Trovo fra le mie carte i seguenti versi, senza data, cui mi pare avere scritti quella notte, pensando al viaggio da Norimberga e alla colazione nel bosco. Prima di questo amore ho pensato male dei poeti che si mettevano a verseggiare quando l’arte, secondo me, doveva esser più lontana dei loro pensieri. Me ne pento.
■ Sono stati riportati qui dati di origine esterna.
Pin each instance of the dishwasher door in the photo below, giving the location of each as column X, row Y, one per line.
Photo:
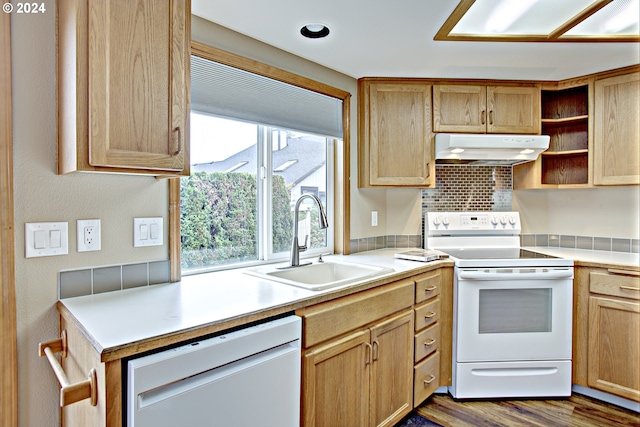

Ella potrà trovar fredde, amica mia, le interpolazioni metriche del mio racconto; pure è vero che io scrivevo versi allora come un altro avrebbe versato lagrime, senza pensare menomamente all’arte, per necessità e sfogo di passione.


Se parlo a l’altre dame e tu presente
     In disparte tacendo te ne stai,
     Te anelo e chiamo e stringo e bacio in mente,
     E tu in mente ne godi che lo sai.

Parlo altrui non so che, sorrido e soffro,
     Chi mi parla non vedo e non ascolto,
     Tutta l’anima mia con gli occhi t’offro
     Quando mi doni un lampo del tuo volto.

A te il genio, a te il cor, tu sei la sola,
     Sei luce, gloria sei, potenza e vita;
     Sei del Signor la tenera Parola
     A me ne l’ombra susurrata e udita.